Here are some of the major anaerobic training which long-distance runners can do:
Sprinting let’s you develop stride power and running economy whether you’re a sprinter or a marathoner. Sprinting forces your body to face the technical limiters in your stride, and if done repeatedly, teaches your body as well how to work on these limiters, resulting in better form. Better form leads to greater/powerful strides, which leads to improved performance outside the influence of one’s stamina.
Middle (800m to 1,500m) and Long-distance runners (3k to marathon) can do 2 types of sprints: Uphill sprints and flat surface sprints.
a. Uphill sprints – done in a gradually inclined road. Ideally, the inclination should only be about 20 degrees maximum.
Start with 100m sprints. To advance runners, they can do repetitions of 200m or 300m with the 1 minute as their maximum target time. 10 – 30 reps will do depending on the runners’ conditioning. Jog down back to the starting line will be the only rest/recovery period.
The critical point here is the correct form while doing your uphill sprints. Knees should be lifted as high as possible, run on your toes, use your heels as your springboard, run tall – chest out and never stoop down to look at your knees or feet while sprinting.
b. Flat surface sprints – can be done in an oval or ordinary road. Just make sure that the roads are even and without potholes to avoid injuries. Again, lift your knees, swing your hands to eye level, loose hands, run tall. 20 – 30 reps will do with jog of 100m as rest in between sprints.
Developed in the 1960s by Eastern European coaches, plyometrics consists primarily of jumping exercises designed to enhance the power of the legs. No wonder Eastern European (USSR, East Germany, Poland, Romania, Czechoslovakia, Yugoslavia) women dominated the athletics world from the ’60s to ’90s from sprints to marathon.

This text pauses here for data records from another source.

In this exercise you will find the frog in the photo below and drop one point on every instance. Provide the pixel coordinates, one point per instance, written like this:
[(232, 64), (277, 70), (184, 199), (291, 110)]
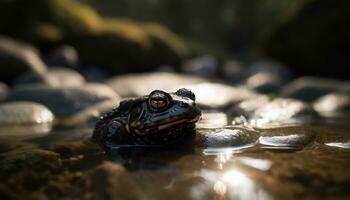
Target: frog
[(157, 119)]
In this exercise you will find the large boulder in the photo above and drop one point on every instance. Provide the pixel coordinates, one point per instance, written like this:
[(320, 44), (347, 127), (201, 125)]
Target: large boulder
[(64, 102), (17, 58), (127, 45), (315, 40), (54, 77), (24, 119)]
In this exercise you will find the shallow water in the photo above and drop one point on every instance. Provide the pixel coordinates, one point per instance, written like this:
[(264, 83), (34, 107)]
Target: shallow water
[(308, 162)]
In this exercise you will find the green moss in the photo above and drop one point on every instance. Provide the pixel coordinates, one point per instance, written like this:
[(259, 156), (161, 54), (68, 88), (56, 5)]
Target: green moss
[(167, 38), (115, 44), (126, 29), (73, 16)]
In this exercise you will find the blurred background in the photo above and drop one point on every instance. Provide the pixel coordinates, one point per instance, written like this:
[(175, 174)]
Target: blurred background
[(310, 37), (259, 64)]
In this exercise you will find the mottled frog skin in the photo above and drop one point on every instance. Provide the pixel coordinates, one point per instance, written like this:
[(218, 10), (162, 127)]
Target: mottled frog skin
[(157, 119)]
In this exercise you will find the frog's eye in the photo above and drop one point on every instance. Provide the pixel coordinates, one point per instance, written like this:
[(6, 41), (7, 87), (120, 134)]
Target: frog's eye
[(159, 100), (186, 93)]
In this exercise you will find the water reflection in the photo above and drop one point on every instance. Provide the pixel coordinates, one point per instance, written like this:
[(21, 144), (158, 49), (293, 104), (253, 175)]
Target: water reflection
[(230, 179), (230, 184), (345, 145), (212, 120)]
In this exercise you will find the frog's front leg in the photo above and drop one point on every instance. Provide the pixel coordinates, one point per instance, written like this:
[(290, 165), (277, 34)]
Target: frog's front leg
[(116, 133)]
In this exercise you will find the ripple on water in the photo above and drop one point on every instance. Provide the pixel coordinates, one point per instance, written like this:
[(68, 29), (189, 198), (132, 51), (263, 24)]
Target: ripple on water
[(345, 145), (212, 120), (287, 137), (232, 138)]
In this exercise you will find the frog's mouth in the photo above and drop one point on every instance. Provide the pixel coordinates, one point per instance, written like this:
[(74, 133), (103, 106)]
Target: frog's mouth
[(162, 125)]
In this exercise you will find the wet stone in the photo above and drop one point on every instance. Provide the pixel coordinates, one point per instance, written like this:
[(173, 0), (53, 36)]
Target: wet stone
[(10, 144), (334, 104), (293, 137), (24, 119), (17, 58), (74, 148), (89, 116), (54, 77), (334, 139), (264, 112), (110, 181), (264, 83), (311, 88), (94, 74), (227, 137), (64, 102), (28, 169), (63, 56)]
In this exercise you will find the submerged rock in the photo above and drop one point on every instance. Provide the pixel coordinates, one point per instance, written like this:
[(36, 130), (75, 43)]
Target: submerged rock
[(24, 119), (17, 58), (10, 144), (89, 116), (55, 77), (333, 104), (64, 102), (311, 88), (218, 95), (110, 181), (75, 148), (28, 169), (292, 137), (264, 112)]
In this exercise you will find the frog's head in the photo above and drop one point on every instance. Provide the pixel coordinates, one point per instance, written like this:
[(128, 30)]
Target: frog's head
[(162, 116)]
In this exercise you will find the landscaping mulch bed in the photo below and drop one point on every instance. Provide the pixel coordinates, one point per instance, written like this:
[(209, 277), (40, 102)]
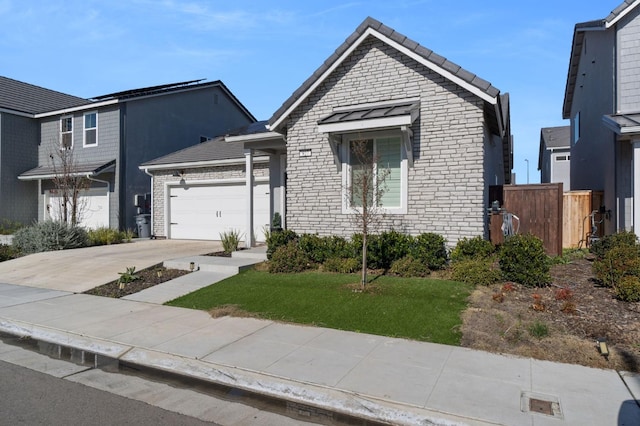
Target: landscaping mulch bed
[(146, 278), (574, 311)]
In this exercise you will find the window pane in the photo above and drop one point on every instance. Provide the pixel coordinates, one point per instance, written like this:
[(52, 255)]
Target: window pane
[(90, 121), (66, 124), (361, 179), (389, 162), (90, 137)]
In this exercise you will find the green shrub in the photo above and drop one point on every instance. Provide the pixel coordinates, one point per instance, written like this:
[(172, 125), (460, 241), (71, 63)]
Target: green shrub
[(289, 258), (602, 246), (338, 247), (430, 249), (409, 267), (8, 252), (385, 248), (278, 239), (523, 260), (8, 227), (619, 261), (539, 329), (230, 240), (49, 236), (476, 247), (342, 265), (628, 289), (104, 236), (314, 247), (475, 271)]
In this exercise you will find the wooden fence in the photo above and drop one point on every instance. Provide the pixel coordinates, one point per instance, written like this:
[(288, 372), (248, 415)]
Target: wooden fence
[(577, 210), (537, 209), (561, 220)]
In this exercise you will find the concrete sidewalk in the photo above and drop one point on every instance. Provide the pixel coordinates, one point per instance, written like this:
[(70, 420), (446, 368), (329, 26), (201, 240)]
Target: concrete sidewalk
[(377, 378)]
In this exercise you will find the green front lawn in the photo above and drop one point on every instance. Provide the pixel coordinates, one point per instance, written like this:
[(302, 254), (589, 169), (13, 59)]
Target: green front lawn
[(414, 308)]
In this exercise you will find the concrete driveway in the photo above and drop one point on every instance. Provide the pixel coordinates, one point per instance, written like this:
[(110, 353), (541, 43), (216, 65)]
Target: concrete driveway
[(79, 270)]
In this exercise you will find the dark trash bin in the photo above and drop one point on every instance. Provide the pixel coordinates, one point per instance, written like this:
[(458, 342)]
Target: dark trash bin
[(143, 225)]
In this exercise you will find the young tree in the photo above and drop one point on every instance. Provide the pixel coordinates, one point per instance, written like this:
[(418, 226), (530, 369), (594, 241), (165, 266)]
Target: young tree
[(365, 189), (69, 185)]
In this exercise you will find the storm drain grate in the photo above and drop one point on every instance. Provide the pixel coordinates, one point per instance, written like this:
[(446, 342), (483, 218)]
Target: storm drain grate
[(540, 404)]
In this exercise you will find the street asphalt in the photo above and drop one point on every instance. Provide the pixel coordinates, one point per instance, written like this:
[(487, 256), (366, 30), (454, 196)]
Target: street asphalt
[(382, 379)]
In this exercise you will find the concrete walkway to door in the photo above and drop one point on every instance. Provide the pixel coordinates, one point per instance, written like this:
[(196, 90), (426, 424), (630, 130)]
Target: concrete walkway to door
[(79, 270)]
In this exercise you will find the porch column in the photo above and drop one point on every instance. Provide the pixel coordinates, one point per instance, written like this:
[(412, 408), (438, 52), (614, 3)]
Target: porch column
[(248, 156), (636, 186)]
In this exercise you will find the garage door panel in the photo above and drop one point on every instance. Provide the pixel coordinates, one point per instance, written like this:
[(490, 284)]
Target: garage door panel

Examples of basic plyometrics for runners are:
a. Squat Jumps
1. Stand with feet shoulder-width apart, trunk flexed forward slightly with back straight in a neutral position.
2. Arms should be in the ready” position with elbows flexed at approximately 90.
3. Lower body where thighs are parallel to ground and immediately explode upwards vertically and drive arms up. Do not hold a squat position before jumping up keep the time between dipping down and jumping up to a minimum.
4. Land on both feet. Rest for 1-2 seconds and repeat
Prior to takeoff extend the ankles to their maximum range (full plantar flexion) to ensure proper mechanics.
b. Split Squat Jumps
1. Stand with feet hip-width apart. Take left leg and step back approximately 2 feet standing on the ball of the back foot.
2. Feet should be positioned at a staggered stance with head and back erect and straight in a neutral position.
3. Lower body by bending at right hip and knee until thigh is parallel to floor then immediately explode vertically.
4. Switch feet in the air so that the back foot lands forward and vice versa.
Prior to takeoff extend the ankles to their maximum range (full plantar flexion) ensure proper mechanics.
As with sprinting and plyometrics, a little weightlifting goes a long way for runners. If you select your exercises well and really get after them, you can gain significant performance benefits from just three, 15-minute weightlifting sessions per week.
Do light weights only as the objective is not to develop big muscles but to push your running muscles to the limit.
You can use regular machines for hamstrings, quadriceps, core, biceps, and triceps. The general rule is that the weights should be light enough for you to do 3 sets of 16 – 20 repetitions, of each exercise as against the 4-8 reps for powerlifting.